Gemma was quiet for a moment, then: "She was everything. Made the best chocolate chip cookies in existence. Never missed a school play or science fair." Her voice softened. "When she got sick, I spent every afternoon at the hospital reading to her. Medical journals, mostly. She said if I was going to be there anyway, we might as well learn something."

"She sounds amazing," I said gently.

"She was. Even at the end, when the pain was... She never complained. Just kept telling me she was proud of me. That I was going to do great things." Gemma's voice caught. "I promised her I'd become a doctor. That I'd findbetter treatments so other kids didn't have to watch their grandmothers fade away."

"And you will," I said with complete certainty. "One organic chemistry exam isn't going to stop Gemma Spears from keeping a promise."

She looked at me then, really looked, and I saw the moment her spiral broke. "You really believe that."

"I've never believed anything more in my life," I said simply.

We walked in comfortable silence for a while, the campus waking up around us. When we circled back toward the science building, Gemma seemed calmer, the manic energy replaced with determination I recognized from her swimming competitions.

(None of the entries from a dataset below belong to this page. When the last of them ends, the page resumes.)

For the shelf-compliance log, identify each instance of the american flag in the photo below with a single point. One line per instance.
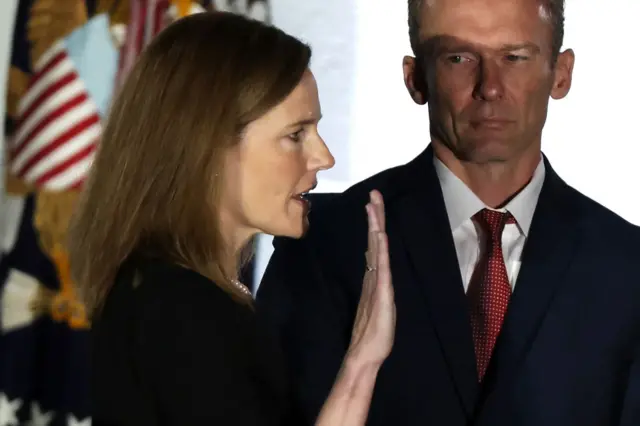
(58, 125)
(146, 20)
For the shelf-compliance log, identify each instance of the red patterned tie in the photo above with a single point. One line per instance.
(489, 291)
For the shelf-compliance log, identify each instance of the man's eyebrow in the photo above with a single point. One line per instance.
(520, 46)
(306, 121)
(444, 44)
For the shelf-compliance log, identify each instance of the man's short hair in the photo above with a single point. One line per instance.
(554, 7)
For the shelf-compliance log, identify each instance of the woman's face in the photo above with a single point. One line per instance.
(276, 161)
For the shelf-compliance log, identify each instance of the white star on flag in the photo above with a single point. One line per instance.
(72, 421)
(39, 418)
(8, 410)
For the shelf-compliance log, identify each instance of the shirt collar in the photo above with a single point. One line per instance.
(462, 203)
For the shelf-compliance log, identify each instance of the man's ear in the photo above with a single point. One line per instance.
(414, 80)
(563, 74)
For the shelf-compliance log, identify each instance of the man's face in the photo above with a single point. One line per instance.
(488, 70)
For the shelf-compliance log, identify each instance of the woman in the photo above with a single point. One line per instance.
(212, 139)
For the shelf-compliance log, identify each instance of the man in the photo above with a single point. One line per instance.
(518, 298)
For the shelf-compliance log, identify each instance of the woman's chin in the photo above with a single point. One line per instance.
(292, 230)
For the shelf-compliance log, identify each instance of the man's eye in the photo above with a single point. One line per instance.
(516, 58)
(457, 59)
(296, 136)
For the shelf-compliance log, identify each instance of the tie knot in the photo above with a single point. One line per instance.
(494, 221)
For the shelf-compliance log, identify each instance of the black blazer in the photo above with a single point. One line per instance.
(171, 348)
(569, 353)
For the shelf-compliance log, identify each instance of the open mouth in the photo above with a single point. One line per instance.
(303, 197)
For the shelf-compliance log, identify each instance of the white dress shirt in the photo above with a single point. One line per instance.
(461, 204)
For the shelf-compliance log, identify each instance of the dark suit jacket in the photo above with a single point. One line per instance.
(172, 349)
(569, 352)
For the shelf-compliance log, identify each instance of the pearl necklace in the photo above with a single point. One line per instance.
(243, 288)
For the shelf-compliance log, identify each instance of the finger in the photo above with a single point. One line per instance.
(384, 277)
(371, 254)
(375, 222)
(378, 203)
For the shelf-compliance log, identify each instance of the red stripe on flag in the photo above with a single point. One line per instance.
(51, 146)
(60, 168)
(48, 119)
(53, 88)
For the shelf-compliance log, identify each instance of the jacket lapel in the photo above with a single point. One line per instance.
(420, 217)
(553, 239)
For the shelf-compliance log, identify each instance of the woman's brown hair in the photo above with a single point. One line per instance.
(154, 185)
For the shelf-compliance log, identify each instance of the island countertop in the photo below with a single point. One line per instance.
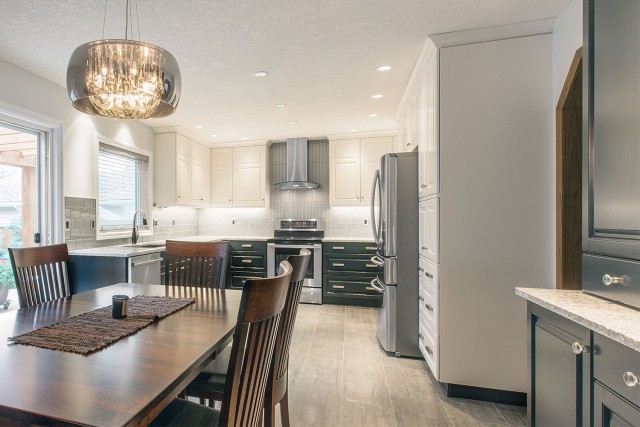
(613, 320)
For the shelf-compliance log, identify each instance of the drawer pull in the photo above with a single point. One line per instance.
(579, 348)
(630, 379)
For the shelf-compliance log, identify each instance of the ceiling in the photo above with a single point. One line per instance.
(321, 55)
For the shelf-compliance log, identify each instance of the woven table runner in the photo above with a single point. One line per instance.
(95, 330)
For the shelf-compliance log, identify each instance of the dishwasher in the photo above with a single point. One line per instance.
(145, 269)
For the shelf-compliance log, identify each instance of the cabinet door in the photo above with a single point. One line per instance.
(344, 180)
(429, 228)
(428, 151)
(249, 176)
(221, 174)
(371, 149)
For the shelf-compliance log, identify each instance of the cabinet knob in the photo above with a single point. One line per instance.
(609, 280)
(630, 379)
(579, 348)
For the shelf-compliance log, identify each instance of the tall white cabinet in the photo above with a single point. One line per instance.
(486, 199)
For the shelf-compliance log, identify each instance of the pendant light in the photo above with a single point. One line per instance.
(123, 79)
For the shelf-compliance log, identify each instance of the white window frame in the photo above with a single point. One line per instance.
(107, 235)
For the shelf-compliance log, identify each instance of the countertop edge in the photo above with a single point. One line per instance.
(610, 319)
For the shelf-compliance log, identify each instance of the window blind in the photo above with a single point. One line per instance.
(123, 187)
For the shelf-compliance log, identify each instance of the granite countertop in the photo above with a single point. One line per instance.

"Thank you," she said as we approached the building where her exam would be held. "For the walk. For everything. For—" She paused, seeming to wrestle with words. "For seeing me as more than my achievements or failures."

"That's what friends do," I said.Friends—such a wrong, inadequate word for what I felt for her.

"Two hours," she said, squaring her shoulders like she was preparing for battle. "I've got this."